We have run clinical trials on most categories of incontinence products, making the data available to people with incontinence, their caregivers and others seeking to make informed product selections. The four-yearly (or so) International Consultations on Incontinence have provided an excellent vehicle for us to trawl the literature and provide evidence-based guidance on product selection for clinicians and, from 2013, making the information available and accessible to the general public via a website (www.continenceproductadvisor.org).

Our evaluation work is also the life-blood of our technical programme, yielding insights into problems that need addressing and ideas for better products. We hold around 20 patents and our most successful product to date is Kylie Pants – washable pants for lightly incontinent men, women and children – which are now available in about 15 countries. Another major strand of our work is studying the complex mix of materials – nonwovens, knitted and woven fabrics, felts, fluff pulp webs, superabsorbent polymers - used in absorbent pads. We have identified a number of simple laboratory tests that yield clinically important data on product performance and some of these have been captured in International Standards. One of them forms the basis for UK NHS national purchasing of incontinence pads. Another major interest is in understanding – through experimental and mathematical modeling work – the skin damage which incontinence pads can cause to their wearers.

Teaching Summary

I am currently the Undergraduate Tutor and Exam Board Chair for Medical Physics and am in process of handing over my role as Admissions Tutor to my colleague, Dr Karin Shmueli. I also chair the Departmental Teaching Committee and the Departmental Teaching Strategy Group.
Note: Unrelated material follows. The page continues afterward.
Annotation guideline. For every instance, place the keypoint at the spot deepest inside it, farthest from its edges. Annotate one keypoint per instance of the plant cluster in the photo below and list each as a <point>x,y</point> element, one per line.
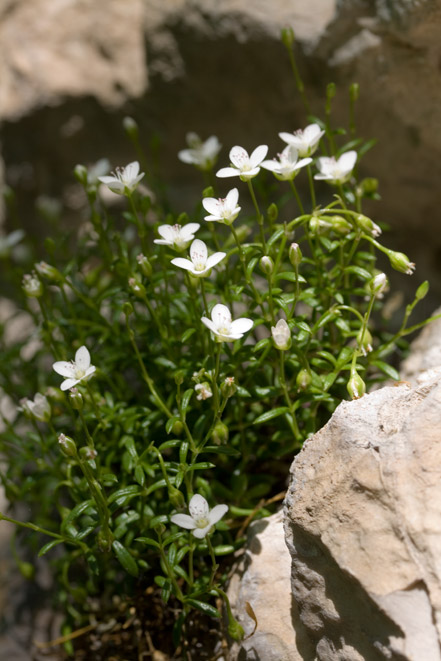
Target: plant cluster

Since the Department of Medical Physics & Bioengineering took over responsibility for undergraduate Medical Physics programmes in 2008, we have grown them to a regular strong intake of 20-25 students per year and we are in the process of reviewing and building the programmes to enhance the learning experience for our students. In 2011-12 we introduced three new teaching modules to replace old ones that were in need of refreshment: An Introduction to Medical Imaging (MPHY1001) for our first years, and Physics of the Human Body (MPHY2001) and An Introduction to Biophysics (MPHY2002) for our second years. We are building the diversity of optional modules available to our year 3 and year 4 students, a process that should be facilitated by UCL’s introduction of an Integrated Engineering programme for undergraduates, which will include a Biomedical Engineering strand for which we will be responsible.

I currently contribute lectures on elementary biomechanics and biomaterials to a second year undergraduate module (MPH2001), urology lectures to our Applications of Biomedical Engineering module (MPHYGB22) for MSc and year 3/4 undergraduates, and organise a module on Aspects of Bioengineering (MPHYGB21), also for our MSc and year 3/4 undergraduates.

In my DTSG role, I am keen to encourage colleagues to experiment with novel approaches to teaching and learning and am particularly keen to promote the teaching of transferrable skills.